IPOs for Asian PE firms: Too hasty?
For several years now, rumors have ebbed and flowed about CDH Investments going public. Industry participants regard IPOs by private equity firms on Asian bourses as a virtual certainty, when the time is right. If any Chinese firm was going to make the jump, surely CDH – which can claim a pedigree, longevity and diversity unmatched by its domestic peers – would be the one.
Having spun-out from China International Capital Corporation (CICC) in 2002 when regulators banned brokerages from owning direct investment divisions, CDH carved out a niche for itself in the growth space.
Over the ensuring decade, four private equity funds have been raised, most recently a $1.45 billion vehicle in 2009, and the firm has also moved into new assets classes and geographies. With more than $7 billion under management, CDH does venture funds, renminbi funds and real estate. Offices have sprung up in Singapore and Jakarta to complement a typically robust presence in Greater China.
According a couple of investment bankers - in conversation a couple of years ago, before the IPO market tanked - several of the usual suspects have pitched CDH's management team on the possibility of a public listing. It is unclear how detailed these discussions became, but nothing concrete has emerged.
One of these bankers proceeded to give an elegant explanation of how management fees and carried interest generated by a private equity firm translate into an EBITDA multiple that might be used as the basis for a valuation. The message was clear: large and consistent fee streams - and therefore assets spread over a variety of classes - have more weight than the potentially sizeable but perhaps unpredictable carried interest checks.

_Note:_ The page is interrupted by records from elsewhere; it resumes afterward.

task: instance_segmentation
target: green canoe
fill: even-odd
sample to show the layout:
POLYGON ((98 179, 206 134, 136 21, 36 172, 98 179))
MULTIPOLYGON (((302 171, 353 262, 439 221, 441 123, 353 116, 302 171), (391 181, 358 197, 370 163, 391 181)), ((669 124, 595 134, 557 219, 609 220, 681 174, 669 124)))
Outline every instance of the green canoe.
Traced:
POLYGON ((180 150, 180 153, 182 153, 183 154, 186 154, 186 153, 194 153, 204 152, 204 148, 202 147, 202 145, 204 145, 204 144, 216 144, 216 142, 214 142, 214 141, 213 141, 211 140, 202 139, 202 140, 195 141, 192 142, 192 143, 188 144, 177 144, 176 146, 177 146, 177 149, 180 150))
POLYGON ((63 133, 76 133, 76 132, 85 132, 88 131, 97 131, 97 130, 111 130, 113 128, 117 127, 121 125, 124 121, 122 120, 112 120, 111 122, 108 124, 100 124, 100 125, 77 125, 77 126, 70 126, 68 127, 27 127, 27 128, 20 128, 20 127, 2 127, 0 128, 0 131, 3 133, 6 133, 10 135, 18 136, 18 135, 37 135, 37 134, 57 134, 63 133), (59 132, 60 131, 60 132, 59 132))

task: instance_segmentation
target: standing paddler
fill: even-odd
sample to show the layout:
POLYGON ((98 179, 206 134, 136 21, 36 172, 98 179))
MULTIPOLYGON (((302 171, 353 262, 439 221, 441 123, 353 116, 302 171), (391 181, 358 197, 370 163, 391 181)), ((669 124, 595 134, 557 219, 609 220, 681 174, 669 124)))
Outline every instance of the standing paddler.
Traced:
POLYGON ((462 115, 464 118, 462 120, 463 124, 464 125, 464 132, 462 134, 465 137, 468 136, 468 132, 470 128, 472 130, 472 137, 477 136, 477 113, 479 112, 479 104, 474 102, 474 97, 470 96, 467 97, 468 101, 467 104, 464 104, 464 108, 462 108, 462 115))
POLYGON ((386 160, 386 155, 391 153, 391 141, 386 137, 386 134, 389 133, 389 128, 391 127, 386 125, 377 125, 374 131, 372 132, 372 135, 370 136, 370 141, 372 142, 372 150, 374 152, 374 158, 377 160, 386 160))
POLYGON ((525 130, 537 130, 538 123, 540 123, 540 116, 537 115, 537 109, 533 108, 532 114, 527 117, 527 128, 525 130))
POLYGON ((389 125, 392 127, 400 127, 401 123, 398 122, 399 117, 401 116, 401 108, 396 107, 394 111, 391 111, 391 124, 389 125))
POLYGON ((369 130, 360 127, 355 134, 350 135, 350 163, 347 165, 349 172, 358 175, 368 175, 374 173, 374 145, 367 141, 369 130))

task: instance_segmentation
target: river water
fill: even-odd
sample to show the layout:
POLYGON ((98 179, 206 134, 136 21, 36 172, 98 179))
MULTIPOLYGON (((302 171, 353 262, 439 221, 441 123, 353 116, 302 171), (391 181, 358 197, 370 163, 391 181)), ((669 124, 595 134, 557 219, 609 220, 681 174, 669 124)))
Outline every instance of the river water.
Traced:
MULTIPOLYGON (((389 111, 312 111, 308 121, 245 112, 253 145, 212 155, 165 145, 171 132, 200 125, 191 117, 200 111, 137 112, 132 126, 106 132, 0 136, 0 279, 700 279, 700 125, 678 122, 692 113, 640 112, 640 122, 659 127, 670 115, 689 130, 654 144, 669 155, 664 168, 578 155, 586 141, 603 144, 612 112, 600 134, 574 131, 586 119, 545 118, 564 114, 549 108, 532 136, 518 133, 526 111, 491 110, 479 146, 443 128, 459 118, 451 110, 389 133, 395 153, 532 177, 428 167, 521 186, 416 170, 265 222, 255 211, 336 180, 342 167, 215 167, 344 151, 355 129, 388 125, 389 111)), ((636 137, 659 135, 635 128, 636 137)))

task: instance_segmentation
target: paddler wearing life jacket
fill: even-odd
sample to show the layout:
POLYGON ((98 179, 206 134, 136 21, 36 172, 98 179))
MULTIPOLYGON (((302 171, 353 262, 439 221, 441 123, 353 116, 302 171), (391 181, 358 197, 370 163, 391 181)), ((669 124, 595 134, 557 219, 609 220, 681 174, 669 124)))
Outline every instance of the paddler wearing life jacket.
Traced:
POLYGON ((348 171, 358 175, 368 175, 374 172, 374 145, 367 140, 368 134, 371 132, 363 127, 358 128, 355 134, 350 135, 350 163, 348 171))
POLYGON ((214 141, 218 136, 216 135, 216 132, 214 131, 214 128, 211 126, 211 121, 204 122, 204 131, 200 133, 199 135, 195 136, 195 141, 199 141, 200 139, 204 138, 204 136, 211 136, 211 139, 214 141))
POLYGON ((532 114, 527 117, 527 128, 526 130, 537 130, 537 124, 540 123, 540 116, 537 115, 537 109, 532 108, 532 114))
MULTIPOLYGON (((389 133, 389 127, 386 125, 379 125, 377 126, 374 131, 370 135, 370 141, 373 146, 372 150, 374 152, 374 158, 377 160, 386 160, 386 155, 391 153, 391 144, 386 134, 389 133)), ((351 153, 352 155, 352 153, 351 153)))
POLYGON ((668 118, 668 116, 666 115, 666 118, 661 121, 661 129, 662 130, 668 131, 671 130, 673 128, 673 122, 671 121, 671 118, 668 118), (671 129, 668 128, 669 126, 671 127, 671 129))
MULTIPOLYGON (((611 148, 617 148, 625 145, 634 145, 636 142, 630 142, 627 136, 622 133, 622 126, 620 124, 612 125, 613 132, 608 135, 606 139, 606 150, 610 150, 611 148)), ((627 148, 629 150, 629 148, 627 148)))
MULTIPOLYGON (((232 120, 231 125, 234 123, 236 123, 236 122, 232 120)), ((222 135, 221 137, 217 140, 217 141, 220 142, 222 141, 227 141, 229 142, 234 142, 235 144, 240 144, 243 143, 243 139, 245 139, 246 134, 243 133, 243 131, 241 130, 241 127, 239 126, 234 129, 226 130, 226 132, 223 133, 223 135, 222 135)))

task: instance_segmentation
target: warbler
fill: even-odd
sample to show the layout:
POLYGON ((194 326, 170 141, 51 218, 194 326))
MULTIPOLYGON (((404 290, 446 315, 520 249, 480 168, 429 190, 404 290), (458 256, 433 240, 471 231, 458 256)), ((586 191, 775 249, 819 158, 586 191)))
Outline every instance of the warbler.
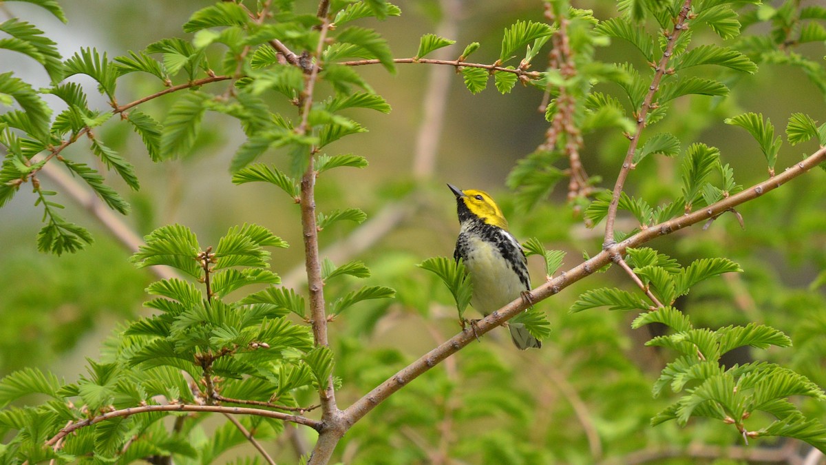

This explains why the global buyout firms made efforts to diversify operations ahead of their IPOs. Real assets - infrastructure, energy and real estate - came to the fore, alongside fund-of-funds, hedge funds, and structured credit. It also explains why most of the largest Asian GPs wouldn't consider a public listing right now. Based on private equity assets alone, even the longest standing regional buyout players are only on Fund IV or Fund V.
So why is Saratoga Capital looking to do an IPO in mid-2013? The Indonesian GP has around $2 billion under management and closed its second institutional fund - and third overall - last year.
Admittedly, details are still sketchy. It appears that Saratoga InvestamaSedaya, the private equity unit of Saratoga Group, would be the listed vehicle, but there is no indication of how large a stake in the business would be offered to investors or how much the company wants to raise. Or why it wants to engage in the exercise in the first place.
One reason for a private equity firm to pursue an IPO is that it creates liquidity for founders who may be looking for an exit. Another reason - and this has more in keeping with the long-term development - is that it creates a permanent balance sheet. Once listed, a private equity firm has a capital reserve outside its funds that can be topped up without calling on LPs. This means a firm can participate as an LP in its own funds, perhaps seeding new concepts, and also pursue wider business objectives. Stock options can even be granted to employees as incentives.
What we do know is that Saratoga InvestamaSedaya wouldn't be the first Saratoga Group subsidiary to go public. The problem is this doesn't tell us much: Provident Agro, the unit in question, which completed its IPO last year, is palm plantation operator.
Further conjecture is unwise. Although IPOs by Asian private equity firms might be a virtual certainty, we don't know what form they would take or, for that matter, how they would be received. Even with the luxury of an exit within minutes rather than years, would institutional investors bite?